Зотов слушал-слушал их разговор — не так они говорили, не так понимали. Он не выдержал, пошёл объяснить. Раскрыв дверь и став на пороге, он посмотрел на них на всех через простые круглые свои очёчки.
Справа за столом сидела тоненькая Валя над ведомостями и графиками в разноцветных клетках.
Вдоль окна, закрытого такой же синей маскировочной бумагой, шла простая скамья, на ней сидела тётя Фрося, немолодая, матёрая, с властным мужественным складом, какой бывает у русских женщин, привыкших самим управляться и на работе и дома. Брезентовый мокрый серо-зелёный плащ, даваемый ей в дежурство, коробился на стене, а она сидела в мокрых сапогах, в чёрном обтёрханном гражданском пальтишке и ладила коптилку, вынутую из ручного четырёхугольного фонаря.
На входной двери наклеен был розовый листок, какие всюду развешивались по Кочетовке: «Берегись сыпного тифа!» Бумага плакатика была такая же болезненно розовая, как сыпь тифозного или как те обожжённые железные кости вагонов из-под бомбёжки.

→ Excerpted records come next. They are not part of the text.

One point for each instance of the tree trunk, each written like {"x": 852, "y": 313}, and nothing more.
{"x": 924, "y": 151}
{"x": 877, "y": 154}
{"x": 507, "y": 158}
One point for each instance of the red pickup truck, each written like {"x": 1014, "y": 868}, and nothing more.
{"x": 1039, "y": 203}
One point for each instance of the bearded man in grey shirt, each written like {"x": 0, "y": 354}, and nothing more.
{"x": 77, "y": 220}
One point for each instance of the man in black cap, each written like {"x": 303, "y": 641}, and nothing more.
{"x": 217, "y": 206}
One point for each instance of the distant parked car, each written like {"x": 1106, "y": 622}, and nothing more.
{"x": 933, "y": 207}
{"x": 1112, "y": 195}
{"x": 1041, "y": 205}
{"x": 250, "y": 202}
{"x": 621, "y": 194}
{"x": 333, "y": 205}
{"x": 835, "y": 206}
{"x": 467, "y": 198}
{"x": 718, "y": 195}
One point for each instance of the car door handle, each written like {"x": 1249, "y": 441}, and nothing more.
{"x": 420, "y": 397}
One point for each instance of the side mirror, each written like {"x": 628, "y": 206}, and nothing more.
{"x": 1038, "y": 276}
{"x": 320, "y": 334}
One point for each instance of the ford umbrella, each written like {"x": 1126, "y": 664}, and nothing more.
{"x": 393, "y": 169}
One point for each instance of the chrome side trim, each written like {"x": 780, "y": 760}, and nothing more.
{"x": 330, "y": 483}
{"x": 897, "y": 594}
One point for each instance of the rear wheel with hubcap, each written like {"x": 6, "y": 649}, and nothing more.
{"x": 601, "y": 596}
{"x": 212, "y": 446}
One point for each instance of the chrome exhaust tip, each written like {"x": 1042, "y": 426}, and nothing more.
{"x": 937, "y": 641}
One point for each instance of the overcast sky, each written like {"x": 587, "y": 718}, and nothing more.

Недалеко от двери, чтобы не наследить, сидел чуть в сторону печи прямо на полу, ослонясь о стену, старик Кордубайло. Рядом с ним лежала кожаная старая сумка с тяжёлым инструментом, брошенная так, чтоб только не на дороге, и рукавицы, измызганные в мазуте. Старик, видно, сел, как пришёл — не отряхаясь и не раздеваясь, и сапоги его и плащ подтекали по полу лужицами. Между ногами, подтянутыми в коленях, стоял на полу незажжённый фонарь, такой же, как у тёти Фроси. Под плащом на старике был неопрятный чёрный бушлат, опоясанный бурым грязноватым кушаком. Башлык его был откинут: на голове, ещё кудлатой, крепко насажен был старый-престарый железнодорожный картуз. Картуз затенял глаза, на свет лампочки выдавался только сизый носище да толстые губы, которыми Кордубайло сейчас слюнявил газетную козью ножку и дымил. Растрёпанная борода его меж сединой сохраняла ещё черноту.